Everton’s third concession, Mermejal, is 10 km east of the Cerro de Maimon copper-gold mine. The mine, previously owned by Australia’s Perilya Ltd., was acquired by Perilya’s major shareholder, Zhongjin Lingnan Mining (HK) Co., a wholly owned subsidiary of Shenzhen Zhongjin Lingnan Nonfemet Co. in 2013. Audet says Mermejal could become a satellite deposit for Shenzhen Chongjin.
“There’s potential to grow that small deposit, but it’s not something that is going to be a company-maker, it’s third on our priority list,” he says. “We have to see if we can expand it to make it more interesting. It needs more work and more drilling to make it bigger.”
Everton acquired its Dominican concessions through its purchase of the Dominican Republic division of Linear Gold Corp., a company that was later acquired by Primero Mining (TSX: P; NYSE: PPP). “It took me five years to convince them to do a deal,” Audet recalls. “They were active in the Dominican Republic, but were more active in Canada and Mexico. At the time their Dominican concessions were not strategic.
“Our concessions are the best ones,” he says. “We’ve explored the whole country from east to west and north to south, so we’re happy with our land position.”

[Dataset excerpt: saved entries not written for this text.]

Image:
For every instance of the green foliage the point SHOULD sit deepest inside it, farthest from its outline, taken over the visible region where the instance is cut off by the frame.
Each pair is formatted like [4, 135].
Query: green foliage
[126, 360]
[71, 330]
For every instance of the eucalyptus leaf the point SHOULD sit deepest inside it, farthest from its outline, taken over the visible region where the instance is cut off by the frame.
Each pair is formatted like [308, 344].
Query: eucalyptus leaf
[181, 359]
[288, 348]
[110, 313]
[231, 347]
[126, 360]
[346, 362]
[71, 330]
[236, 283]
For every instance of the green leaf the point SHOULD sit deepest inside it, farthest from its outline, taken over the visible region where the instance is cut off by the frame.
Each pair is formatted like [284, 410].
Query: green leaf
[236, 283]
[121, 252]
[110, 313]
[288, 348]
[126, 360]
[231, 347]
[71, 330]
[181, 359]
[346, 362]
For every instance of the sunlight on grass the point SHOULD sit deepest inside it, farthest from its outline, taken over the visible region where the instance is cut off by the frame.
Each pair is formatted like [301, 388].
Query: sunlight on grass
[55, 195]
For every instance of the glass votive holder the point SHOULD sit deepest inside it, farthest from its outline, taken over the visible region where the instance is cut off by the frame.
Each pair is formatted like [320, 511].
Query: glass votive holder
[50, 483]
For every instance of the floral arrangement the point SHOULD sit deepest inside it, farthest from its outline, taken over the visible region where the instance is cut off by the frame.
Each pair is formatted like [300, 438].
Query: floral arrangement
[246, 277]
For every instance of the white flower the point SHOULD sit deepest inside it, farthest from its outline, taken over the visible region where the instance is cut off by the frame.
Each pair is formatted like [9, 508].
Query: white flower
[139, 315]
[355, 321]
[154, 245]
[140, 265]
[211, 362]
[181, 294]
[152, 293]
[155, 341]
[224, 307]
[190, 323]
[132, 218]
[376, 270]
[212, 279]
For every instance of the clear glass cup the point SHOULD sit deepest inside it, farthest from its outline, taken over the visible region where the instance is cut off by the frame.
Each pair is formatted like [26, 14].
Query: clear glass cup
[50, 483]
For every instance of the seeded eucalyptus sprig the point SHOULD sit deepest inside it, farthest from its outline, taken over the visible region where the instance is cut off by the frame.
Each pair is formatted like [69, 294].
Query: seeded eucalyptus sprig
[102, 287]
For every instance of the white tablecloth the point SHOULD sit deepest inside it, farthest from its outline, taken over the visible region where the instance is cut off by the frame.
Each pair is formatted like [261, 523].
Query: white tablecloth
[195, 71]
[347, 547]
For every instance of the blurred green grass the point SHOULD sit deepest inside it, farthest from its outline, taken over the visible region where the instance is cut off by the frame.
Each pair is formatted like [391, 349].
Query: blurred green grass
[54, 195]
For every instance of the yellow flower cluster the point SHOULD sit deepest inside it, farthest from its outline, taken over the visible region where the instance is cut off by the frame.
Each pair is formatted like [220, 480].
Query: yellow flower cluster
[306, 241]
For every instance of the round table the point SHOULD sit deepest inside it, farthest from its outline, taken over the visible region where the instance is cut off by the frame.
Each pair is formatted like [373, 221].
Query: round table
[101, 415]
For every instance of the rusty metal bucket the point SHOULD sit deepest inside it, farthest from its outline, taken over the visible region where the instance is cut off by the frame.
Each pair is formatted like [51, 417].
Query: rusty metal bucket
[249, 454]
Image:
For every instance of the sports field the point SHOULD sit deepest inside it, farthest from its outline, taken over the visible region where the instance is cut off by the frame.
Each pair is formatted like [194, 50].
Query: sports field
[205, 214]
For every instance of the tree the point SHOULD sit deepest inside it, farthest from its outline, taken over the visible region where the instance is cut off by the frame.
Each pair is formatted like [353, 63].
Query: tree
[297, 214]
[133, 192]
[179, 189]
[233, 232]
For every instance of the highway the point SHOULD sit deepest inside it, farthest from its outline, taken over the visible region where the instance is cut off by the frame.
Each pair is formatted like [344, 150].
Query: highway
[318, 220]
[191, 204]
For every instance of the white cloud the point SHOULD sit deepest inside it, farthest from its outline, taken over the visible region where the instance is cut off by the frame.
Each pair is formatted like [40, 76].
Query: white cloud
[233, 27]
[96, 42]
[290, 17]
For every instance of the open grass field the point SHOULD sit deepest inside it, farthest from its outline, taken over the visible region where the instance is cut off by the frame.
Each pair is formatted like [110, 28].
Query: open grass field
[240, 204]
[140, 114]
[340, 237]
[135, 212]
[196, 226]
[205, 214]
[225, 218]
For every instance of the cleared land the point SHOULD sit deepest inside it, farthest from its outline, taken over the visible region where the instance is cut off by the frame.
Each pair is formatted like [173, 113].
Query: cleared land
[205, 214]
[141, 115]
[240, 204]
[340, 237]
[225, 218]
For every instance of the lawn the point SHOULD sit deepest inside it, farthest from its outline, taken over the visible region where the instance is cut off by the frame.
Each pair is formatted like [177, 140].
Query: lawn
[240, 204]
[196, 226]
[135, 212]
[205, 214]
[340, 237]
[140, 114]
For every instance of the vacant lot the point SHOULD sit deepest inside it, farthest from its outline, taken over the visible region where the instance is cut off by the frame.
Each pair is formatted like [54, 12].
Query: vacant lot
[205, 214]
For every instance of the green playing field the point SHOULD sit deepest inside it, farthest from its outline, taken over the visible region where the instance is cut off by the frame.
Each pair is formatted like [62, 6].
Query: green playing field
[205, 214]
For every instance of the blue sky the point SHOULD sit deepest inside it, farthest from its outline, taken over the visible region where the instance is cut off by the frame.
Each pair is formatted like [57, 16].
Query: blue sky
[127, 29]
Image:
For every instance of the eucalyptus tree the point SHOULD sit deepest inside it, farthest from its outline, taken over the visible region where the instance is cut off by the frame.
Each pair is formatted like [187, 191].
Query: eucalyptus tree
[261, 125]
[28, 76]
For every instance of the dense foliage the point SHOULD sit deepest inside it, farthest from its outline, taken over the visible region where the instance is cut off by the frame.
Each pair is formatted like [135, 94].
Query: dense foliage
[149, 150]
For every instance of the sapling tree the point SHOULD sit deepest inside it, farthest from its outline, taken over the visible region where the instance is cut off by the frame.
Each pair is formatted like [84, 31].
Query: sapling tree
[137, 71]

He notes that the government wants to make sure that companies have the financial wherewithal to work their concessions. “You can’t just sit on your concessions. It’s not expensive to secure ground — it costs virtually nothing — but you have to show a budget and demonstrate you’re going to spend some money.”
In terms of working in the Dominican Republic, patience is key, Audet emphasizes. “They want to make sure things are done properly and that companies are serious about moving their projects forward, and you have to prove that.

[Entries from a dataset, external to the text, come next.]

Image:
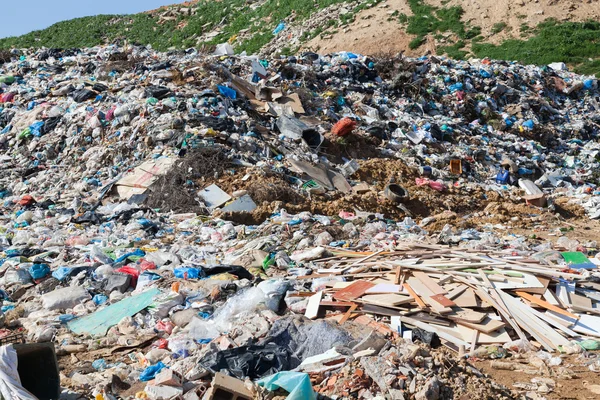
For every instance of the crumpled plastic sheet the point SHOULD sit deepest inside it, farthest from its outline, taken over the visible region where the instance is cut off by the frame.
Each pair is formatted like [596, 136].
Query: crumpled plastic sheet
[254, 361]
[296, 383]
[10, 383]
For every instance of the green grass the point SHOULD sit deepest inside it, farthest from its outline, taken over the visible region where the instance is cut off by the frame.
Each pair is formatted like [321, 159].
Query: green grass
[577, 44]
[453, 51]
[427, 19]
[570, 42]
[145, 29]
[416, 42]
[498, 27]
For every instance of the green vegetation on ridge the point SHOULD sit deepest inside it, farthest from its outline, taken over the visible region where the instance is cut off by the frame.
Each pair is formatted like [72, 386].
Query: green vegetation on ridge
[577, 44]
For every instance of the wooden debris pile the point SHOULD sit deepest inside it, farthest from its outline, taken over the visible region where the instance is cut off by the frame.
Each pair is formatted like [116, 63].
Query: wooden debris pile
[468, 298]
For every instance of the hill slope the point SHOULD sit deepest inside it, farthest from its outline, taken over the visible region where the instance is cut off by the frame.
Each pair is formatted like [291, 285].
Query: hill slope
[536, 31]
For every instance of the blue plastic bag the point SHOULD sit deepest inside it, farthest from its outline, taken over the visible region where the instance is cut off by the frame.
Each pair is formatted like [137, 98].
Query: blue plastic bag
[61, 273]
[36, 128]
[150, 372]
[227, 92]
[187, 273]
[38, 271]
[296, 383]
[99, 299]
[279, 28]
[136, 253]
[502, 177]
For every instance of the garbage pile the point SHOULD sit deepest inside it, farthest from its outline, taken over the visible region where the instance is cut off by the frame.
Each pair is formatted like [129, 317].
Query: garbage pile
[183, 225]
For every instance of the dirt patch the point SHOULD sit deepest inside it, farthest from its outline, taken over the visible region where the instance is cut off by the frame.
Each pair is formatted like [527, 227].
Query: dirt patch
[377, 30]
[373, 31]
[514, 13]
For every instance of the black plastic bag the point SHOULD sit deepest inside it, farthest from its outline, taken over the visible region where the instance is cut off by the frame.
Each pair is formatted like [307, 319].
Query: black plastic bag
[426, 337]
[254, 361]
[237, 270]
[82, 95]
[99, 87]
[49, 125]
[158, 92]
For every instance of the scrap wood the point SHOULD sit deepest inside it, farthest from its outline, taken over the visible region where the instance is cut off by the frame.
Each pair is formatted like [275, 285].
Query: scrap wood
[312, 308]
[545, 304]
[430, 328]
[357, 289]
[412, 293]
[486, 297]
[348, 313]
[488, 325]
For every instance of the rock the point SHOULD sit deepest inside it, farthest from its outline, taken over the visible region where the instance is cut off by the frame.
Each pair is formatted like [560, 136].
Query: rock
[430, 391]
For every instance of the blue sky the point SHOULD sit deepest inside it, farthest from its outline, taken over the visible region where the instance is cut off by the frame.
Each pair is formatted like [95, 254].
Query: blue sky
[19, 17]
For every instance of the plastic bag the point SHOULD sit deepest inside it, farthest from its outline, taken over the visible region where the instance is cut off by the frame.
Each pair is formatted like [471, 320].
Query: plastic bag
[297, 385]
[254, 361]
[187, 273]
[64, 298]
[38, 271]
[150, 372]
[10, 383]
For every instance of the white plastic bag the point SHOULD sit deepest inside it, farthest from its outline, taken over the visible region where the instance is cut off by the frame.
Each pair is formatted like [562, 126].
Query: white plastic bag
[10, 383]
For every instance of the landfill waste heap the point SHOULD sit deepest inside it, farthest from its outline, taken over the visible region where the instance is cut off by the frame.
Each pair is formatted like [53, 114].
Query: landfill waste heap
[185, 226]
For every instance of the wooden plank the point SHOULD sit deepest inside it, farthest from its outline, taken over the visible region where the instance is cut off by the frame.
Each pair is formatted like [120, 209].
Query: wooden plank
[544, 304]
[353, 291]
[325, 303]
[454, 293]
[443, 300]
[383, 288]
[579, 301]
[498, 336]
[431, 328]
[312, 308]
[467, 299]
[550, 298]
[466, 315]
[539, 329]
[386, 300]
[429, 283]
[398, 274]
[488, 325]
[586, 324]
[474, 339]
[348, 314]
[414, 295]
[544, 281]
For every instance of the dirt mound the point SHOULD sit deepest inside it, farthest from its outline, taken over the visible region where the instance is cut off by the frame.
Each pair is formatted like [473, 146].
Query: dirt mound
[377, 30]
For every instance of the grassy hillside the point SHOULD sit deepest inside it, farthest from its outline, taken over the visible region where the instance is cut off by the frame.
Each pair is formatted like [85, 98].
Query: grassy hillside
[249, 26]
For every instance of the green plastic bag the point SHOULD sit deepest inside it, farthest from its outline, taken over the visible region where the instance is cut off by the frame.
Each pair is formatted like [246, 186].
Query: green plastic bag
[590, 344]
[296, 383]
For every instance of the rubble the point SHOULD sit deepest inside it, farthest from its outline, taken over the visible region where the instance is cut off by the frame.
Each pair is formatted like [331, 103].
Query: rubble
[321, 225]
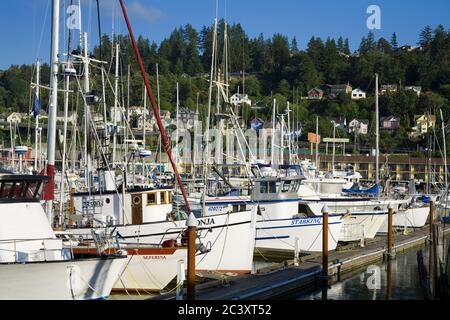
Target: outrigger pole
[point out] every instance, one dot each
(154, 106)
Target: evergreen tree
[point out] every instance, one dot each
(394, 42)
(426, 36)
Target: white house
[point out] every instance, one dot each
(239, 99)
(416, 89)
(358, 94)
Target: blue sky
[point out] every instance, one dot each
(25, 24)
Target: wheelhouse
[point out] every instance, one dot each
(21, 188)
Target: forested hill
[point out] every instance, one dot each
(276, 67)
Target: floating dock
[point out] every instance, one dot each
(282, 279)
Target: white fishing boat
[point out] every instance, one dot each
(146, 217)
(279, 223)
(33, 262)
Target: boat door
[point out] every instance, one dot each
(136, 208)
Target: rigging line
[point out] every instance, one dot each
(42, 30)
(99, 31)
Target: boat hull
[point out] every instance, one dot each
(85, 279)
(228, 239)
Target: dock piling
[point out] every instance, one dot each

“There’s a lot of red tape,” he adds. “It’s not like in Quebec where you can take a concession by clicking on a computer. There’s a longer process. It’s going better now because they need investment, and mining is one of the biggest engines of growth in the country. Pueblo Viejo is generating [tremendous] cash flow … and that money flows into the smaller communities, which helps improve the quality of life and creates jobs.”
While the number-one industry is tourism, followed by agriculture, mining “is probably close to overtaking agriculture as the biggest generator of their GDP.
“You can be caught up in Dominican Republic red tape and if a comma is in the wrong place, the file gets returned,” he says. “It’s very, very picky. But it does work. Things do get done.”